Experimental Procedures

Resource Availability

Lead Contact

Further information and requests for digital resources should be directed to and will be fulfilled by the Lead Contact, Avi Ma'ayan (avi.maayan@mssm.edu).

Materials Availability

This study generated The COVID-19 Drug and Gene Set Library website available at: https://amp.pharm.mssm.edu/covid19/.

Data and Code Availability

All data collected for this project is made available via the website https://amp.pharm.mssm.edu/covid19. The data from the site can be accessed via API. The code behind the site is available on GitHub at https://github.com/maayanlab/covid19_crowd_library. The consensus analysis of the drugs that up- or downregulate the ACE2 module is available from https://github.com/maayanlab/covid19l1000. All code and data are provided openly under the Apache License version 2.0. The supporting tables are provided openly at Mendeley Data at https://data.mendeley.com/datasets/mjbygmkdt3/1 https://doi.org/10.17632/mjbygmkdt3.1.

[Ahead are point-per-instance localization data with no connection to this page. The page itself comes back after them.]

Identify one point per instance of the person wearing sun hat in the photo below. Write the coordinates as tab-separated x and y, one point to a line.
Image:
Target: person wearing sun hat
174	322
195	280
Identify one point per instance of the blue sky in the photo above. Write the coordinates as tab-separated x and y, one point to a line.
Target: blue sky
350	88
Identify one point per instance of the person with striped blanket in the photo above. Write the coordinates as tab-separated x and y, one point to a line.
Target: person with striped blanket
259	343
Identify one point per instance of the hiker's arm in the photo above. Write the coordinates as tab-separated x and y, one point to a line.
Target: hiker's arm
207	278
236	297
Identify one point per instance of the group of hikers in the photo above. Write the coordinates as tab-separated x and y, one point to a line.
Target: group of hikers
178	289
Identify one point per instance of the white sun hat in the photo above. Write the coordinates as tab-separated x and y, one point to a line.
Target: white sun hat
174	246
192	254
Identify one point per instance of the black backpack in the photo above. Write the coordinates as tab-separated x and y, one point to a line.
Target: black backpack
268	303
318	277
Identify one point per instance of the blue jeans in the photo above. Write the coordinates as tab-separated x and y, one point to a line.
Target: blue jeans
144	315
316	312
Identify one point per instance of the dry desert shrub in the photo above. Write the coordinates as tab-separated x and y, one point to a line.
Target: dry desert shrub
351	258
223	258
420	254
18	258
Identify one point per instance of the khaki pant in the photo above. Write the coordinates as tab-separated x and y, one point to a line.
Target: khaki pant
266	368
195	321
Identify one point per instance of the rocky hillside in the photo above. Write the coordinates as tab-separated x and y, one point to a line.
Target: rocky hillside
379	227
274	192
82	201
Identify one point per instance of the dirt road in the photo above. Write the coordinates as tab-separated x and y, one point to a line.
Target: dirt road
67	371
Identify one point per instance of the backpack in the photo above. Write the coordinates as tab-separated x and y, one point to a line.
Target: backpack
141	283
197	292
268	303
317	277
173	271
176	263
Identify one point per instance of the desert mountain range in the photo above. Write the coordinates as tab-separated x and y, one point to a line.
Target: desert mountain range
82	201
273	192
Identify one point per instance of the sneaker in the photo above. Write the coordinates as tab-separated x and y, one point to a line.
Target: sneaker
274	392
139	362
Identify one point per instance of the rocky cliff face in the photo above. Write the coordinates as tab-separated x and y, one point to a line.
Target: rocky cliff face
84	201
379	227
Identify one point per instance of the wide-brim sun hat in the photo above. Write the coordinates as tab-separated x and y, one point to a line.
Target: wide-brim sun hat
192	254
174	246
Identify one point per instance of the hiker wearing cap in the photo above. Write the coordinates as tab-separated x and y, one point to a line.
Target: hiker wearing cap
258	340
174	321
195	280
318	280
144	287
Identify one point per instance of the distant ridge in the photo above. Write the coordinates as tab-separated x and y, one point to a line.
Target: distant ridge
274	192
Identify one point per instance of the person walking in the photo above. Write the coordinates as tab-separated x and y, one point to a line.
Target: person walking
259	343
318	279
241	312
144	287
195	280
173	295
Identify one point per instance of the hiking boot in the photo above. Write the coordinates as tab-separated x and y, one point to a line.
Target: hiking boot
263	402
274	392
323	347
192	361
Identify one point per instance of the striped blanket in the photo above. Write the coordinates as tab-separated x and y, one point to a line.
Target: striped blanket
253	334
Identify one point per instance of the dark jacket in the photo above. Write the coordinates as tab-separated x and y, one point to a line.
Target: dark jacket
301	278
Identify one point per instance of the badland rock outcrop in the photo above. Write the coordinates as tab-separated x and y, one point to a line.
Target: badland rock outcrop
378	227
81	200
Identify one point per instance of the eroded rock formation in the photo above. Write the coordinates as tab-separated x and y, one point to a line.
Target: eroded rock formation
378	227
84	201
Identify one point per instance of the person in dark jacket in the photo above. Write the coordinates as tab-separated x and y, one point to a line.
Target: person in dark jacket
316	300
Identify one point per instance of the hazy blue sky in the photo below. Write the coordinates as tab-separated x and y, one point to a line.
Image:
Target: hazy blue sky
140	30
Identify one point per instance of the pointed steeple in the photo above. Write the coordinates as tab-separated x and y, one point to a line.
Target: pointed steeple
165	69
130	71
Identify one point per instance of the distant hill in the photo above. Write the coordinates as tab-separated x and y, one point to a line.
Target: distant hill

Collecting Drug Sets from Publications that Describe SAR-CoV-2 Drug Screens

Since the emergence of the COVID-19 pandemic, thousands of new publications related to COVID-19 research have emerged in just a few months. We continually surveyed these publications to identify research articles that describe drug screens and manually extracted drug sets from these studies to populate the COVID-19 Drug and Gene Set Library database. We also submitted to the platform published drug sets from historical sources such as those from studies that listed drugs showing antiviral activity for other related viruses. To assist us with developing and maintaining the collection, we have received help from the research community by allowing researchers to upload drug and gene sets to the database. These submissions are manually evaluated before making them publicly available.

Collecting SARS Signatures from GEO with GEO2Enrichr, BioJupies, and GEN3VA

Gene expression signatures resulting from infection of different coronaviruses for different cell types and tissues, with expression data originating from the GEO database, were processed using the GEO2Enrichr and BioJupies, and stored on the GEN3VA platform. The entries were submitted to the COVID-19 crowdsourcing platform, with an upregulated and a downregulated gene set associated with each signature.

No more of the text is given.